W 2008 roku fińska policja była przekonana, że funkcjonariusze złapią złodzieja samochodów dzięki próbce DNA pobranej od komara, którego zauważono wewnątrz porzuconego pojazdu.
Znajdując samochód w Seinaejoki, na północ od Helsinek, policja zauważyła, że komar niedawno wyssał krew i postanowiła wysłać owada do analizy.
DNA znalezione w badaniach laboratoryjnych pasowało do mężczyzny z policyjnego rejestru.
Podejrzany zaprzecza kradzieży samochodu i twierdzi, że po prostu podróżował autostopem.
Samochód został skradziony w czerwcu 2008 roku w mieście Lapua, około 380 kilometrów na północ od stolicy Finlandii, podaje agencja informacyjna AFP.

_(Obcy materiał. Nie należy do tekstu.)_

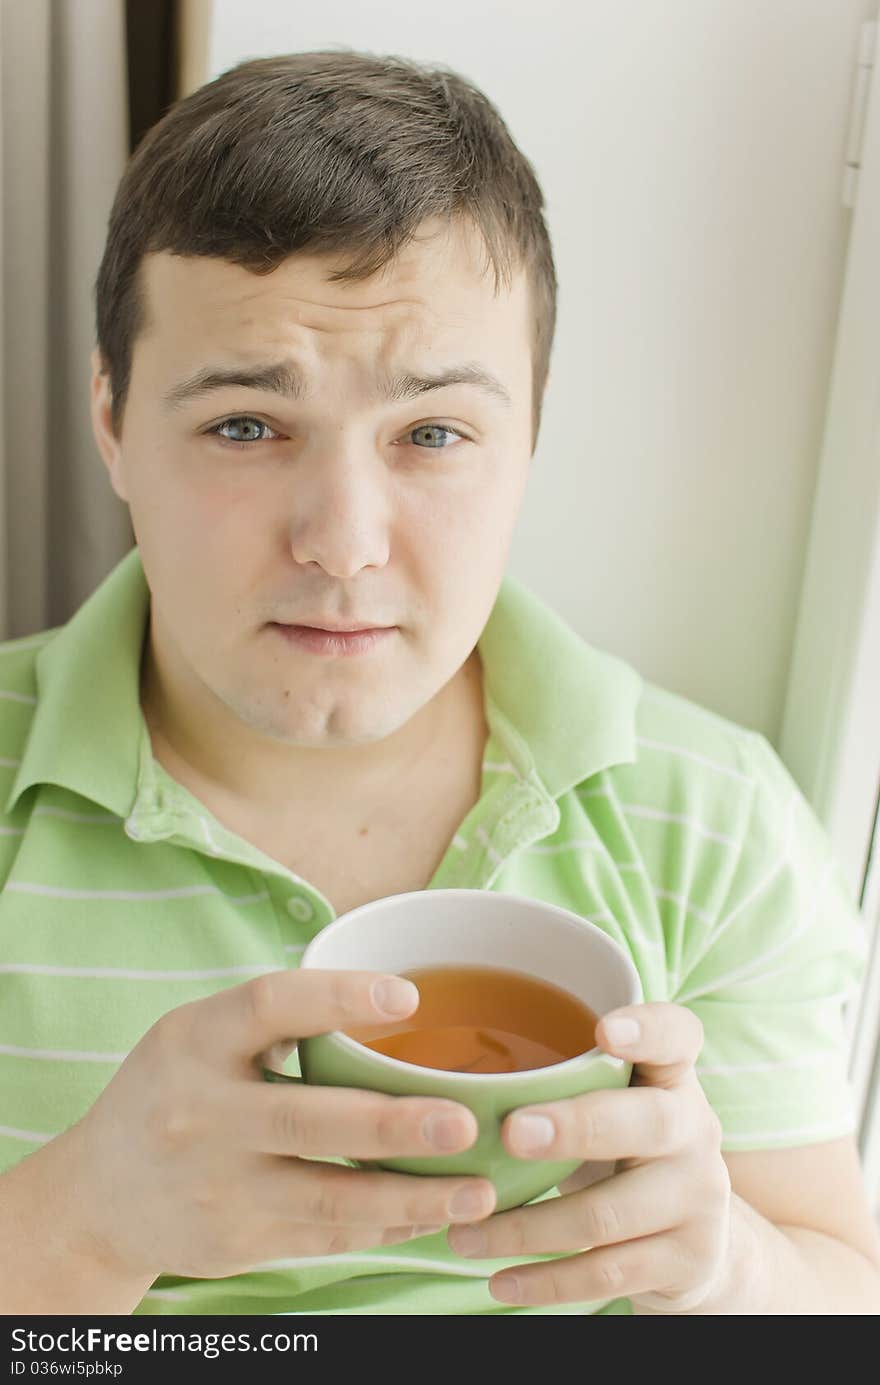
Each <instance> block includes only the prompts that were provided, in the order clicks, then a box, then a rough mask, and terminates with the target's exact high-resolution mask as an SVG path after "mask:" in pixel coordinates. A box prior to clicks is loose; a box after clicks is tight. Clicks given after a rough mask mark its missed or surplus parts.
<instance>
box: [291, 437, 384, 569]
mask: <svg viewBox="0 0 880 1385" xmlns="http://www.w3.org/2000/svg"><path fill="white" fill-rule="evenodd" d="M295 471H297V474H295V476H294V481H292V486H291V499H290V543H291V553H292V555H294V558H295V561H297V562H298V564H303V565H305V564H308V562H316V564H317V565H319V566H320V568H323V571H324V572H326V573H327V575H328V576H333V578H353V576H355V575H356V573H358V572H360V569H362V568H382V566H385V564H387V562H388V557H389V551H391V489H389V481H388V475H387V471H385V467H384V464H382V463H381V460H378V458H370V457H364V456H363V453H360V452H359V453H358V456H353V453H346V454H345V456H340V454H337V456H333V457H330V456H327V454H324V456H323V457H313V458H310V460H309V461H306V460H305V458H302V467H297V470H295Z"/></svg>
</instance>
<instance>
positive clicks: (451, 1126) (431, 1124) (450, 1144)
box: [421, 1111, 464, 1150]
mask: <svg viewBox="0 0 880 1385" xmlns="http://www.w3.org/2000/svg"><path fill="white" fill-rule="evenodd" d="M421 1133H423V1134H424V1137H425V1140H427V1141H428V1144H432V1145H434V1147H435V1148H437V1150H460V1148H461V1141H463V1138H464V1136H463V1134H461V1122H460V1119H459V1118H457V1116H450V1115H442V1114H441V1112H438V1111H435V1112H434V1114H432V1115H430V1116H425V1119H424V1122H423V1126H421Z"/></svg>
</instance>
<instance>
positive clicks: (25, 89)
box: [0, 0, 133, 640]
mask: <svg viewBox="0 0 880 1385" xmlns="http://www.w3.org/2000/svg"><path fill="white" fill-rule="evenodd" d="M0 54H1V61H0V134H1V141H0V193H1V204H3V206H1V213H3V215H1V219H0V262H1V269H3V274H1V277H0V327H1V331H0V403H1V407H3V428H1V429H0V640H10V638H17V637H18V636H25V634H30V633H33V632H36V630H43V629H47V627H51V626H55V625H61V623H64V622H65V620H67V619H68V618H69V616H71V615H72V614H73V611H75V609H76V608H78V607H79V605H80V604H82V602H83V601H85V600H86V597H87V596H89V594H90V593H91V591H93V590H94V587H96V586H97V584H98V583H100V582H101V580H103V579H104V576H105V575H107V573H108V572H109V569H111V568H112V566H114V564H115V562H116V561H118V560H119V558H121V557H122V555H123V554H125V553H127V550H129V548H130V547H132V543H133V533H132V529H130V524H129V517H127V507H126V506H125V504H123V503H122V501H121V500H119V499H118V497H116V496H115V493H114V490H112V489H111V485H109V479H108V476H107V471H105V468H104V464H103V463H101V458H100V456H98V452H97V447H96V443H94V439H93V435H91V425H90V420H89V355H90V352H91V348H93V345H94V299H93V285H94V277H96V274H97V269H98V263H100V258H101V251H103V245H104V235H105V230H107V217H108V215H109V208H111V202H112V198H114V193H115V188H116V183H118V180H119V176H121V173H122V169H123V166H125V161H126V157H127V147H129V129H127V120H129V118H127V90H126V54H125V6H123V0H0Z"/></svg>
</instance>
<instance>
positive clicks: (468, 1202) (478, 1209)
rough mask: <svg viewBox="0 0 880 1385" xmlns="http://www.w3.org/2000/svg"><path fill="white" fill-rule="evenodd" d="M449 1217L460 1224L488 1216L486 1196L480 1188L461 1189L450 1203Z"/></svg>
mask: <svg viewBox="0 0 880 1385" xmlns="http://www.w3.org/2000/svg"><path fill="white" fill-rule="evenodd" d="M449 1216H450V1217H456V1219H457V1220H459V1222H468V1220H473V1219H474V1217H478V1216H488V1212H486V1195H485V1192H481V1191H479V1190H478V1188H459V1191H457V1192H456V1194H455V1197H453V1198H452V1201H450V1202H449Z"/></svg>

Odzyskano go kilka tygodni później w Seinaejoki, około 25 km od miejsca, w którym zaginął.
Sakari Palomaeki, inspektor policji odpowiedzialny za tę sprawę, powiedział, że to właśnie wtedy po raz pierwszy fińska policja użyła owada do rozwiązania sprawy kryminalnej.
- Korzystanie z komarów w trakcie śledztwa nie jest rzeczą normalną. Podczas szkolenia nie powiedziano nam, abyśmy wypatrywali komarów w miejscach zbrodni - powiedział.
- Nie jest łatwo znaleźć małego komara w samochodzie, a więc to pokazuje, jak dokładne było śledztwo na miejscu zbrodni - dodał.